Inspired by everyday scenes from the artist’s life, domestic presents a new body of oil on canvas paintings and patinated bronze sculptures, all made in 2025. Combining abstract forms and vibrant colour in his singular artistic vocabulary, Tal R holds a mirror up to his private world, distilling the essence of friends and family into portraits of uncanny familiarity. Paintings and sculptures together form a curious visual puzzle that oscillates between personal experience and universal narrative. Like reels of photographs stored as memories on our phones, Tal R’s works offer fragments and glimpses of moments suspended in time, drawn from his personal image bank. Although based on people he knows, Tal R creates different versions of his works, so that his subjects begin to shift in significance from the personal to the collective. Translated into the language of sculpture and painting, his figures find difference in repetition, moving between fact and fiction.
Among the paintings are a number of portraits of women with abstracted features in intricately patterned interiors, as in Cherry Dress, or Emma Reading. Effortlessly shifting in and out of figuration, the postures and forms of the subjects, as well as the palettes and motifs, evoke the work of Edvard Munch (1863–1944) and Henri Matisse (1869–1954). In another painting, a child dressed as a cat glances down towards his feet, with furrowed brows and tousled hair. Titled Cat Costume, the composition reminds us that Tal R often paints his subjects — reading, reclining, sleeping or dancing — to the point of caricature, yet without irony. One of the interesting things for an artist, he explains, is having to develop a language for everything that exists: a nose, a haircut, a frown. In several works, including Night Window and Gone, and Children Sleeping, the night itself becomes a source of inspiration. In the latter painting, two children lie asleep in bed, tucked in under a sheet of mottled black paint. What do these slumbering children dream of, as we observe them? What does it mean to watch someone who is elsewhere? A good artwork, Tal R believes, has many entryways and viewers.
In contrast to the pared-down composition of Woman on Sofa, works such as Orange Room, or Reading Dostojevskij are filled with ornate detail: a bedside lamp, soft toys, cushions, animals, rugs, and blooming trees. To describe this singular lexicon, which draws from details of daily life and pop culture and rejects any hierarchy between materials and forms, Tal R often refers to the Hebrew term kolbojnik, meaning ‘the leftovers’. He frequently uses culinary metaphors, comparing his practice to the way one prepares a lunch box, or to a boiling pot into which all kinds of materials are thrown. Amusing, enigmatic, even surreal, these motifs — like tracks on a jukebox — are placed on the same level of importance as the subjects themselves, allowing the notion of domesticity to emerge. By examining these often-overlooked everyday moments, Tal R renders them visible. He anchors his work in the ordinary, the banal, the familiar, in order to transcend it. Through repeating the same ideas or painting the same subjects again and again, they move from the personal to the universal and enter the sphere of art.
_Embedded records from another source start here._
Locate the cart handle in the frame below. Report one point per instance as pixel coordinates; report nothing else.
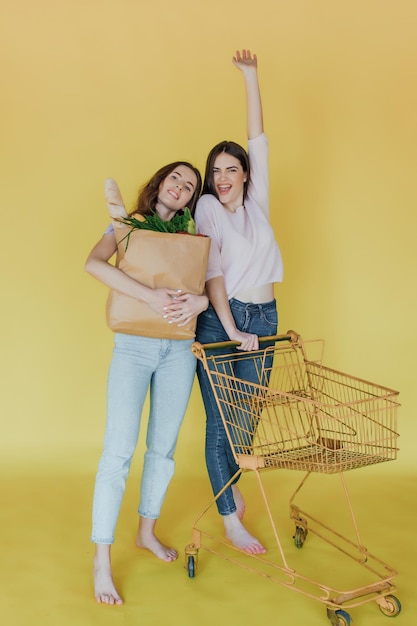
(290, 335)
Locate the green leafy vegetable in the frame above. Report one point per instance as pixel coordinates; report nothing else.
(179, 224)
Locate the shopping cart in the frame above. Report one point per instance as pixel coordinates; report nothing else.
(301, 415)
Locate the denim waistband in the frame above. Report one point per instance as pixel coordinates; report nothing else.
(252, 306)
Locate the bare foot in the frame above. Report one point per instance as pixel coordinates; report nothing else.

The exhibition also features several bronze sculptures, whose curves and weighty forms draw on the same visual language as the paintings, creating a fluid back-and-forth whereby knowledge gained in one medium informs the other. As with the paintings, a posture or an expression is enough for Tal R to begin a sculpture, perhaps with even more freedom and directness than in a painting. Highly abstracted, these figures — some of which are rendered with flat torsos reminiscent of bas-reliefs — often display exaggeratedly large hands and feet. The result is elongated, gangly silhouettes, that appear at once timeless and contemporary.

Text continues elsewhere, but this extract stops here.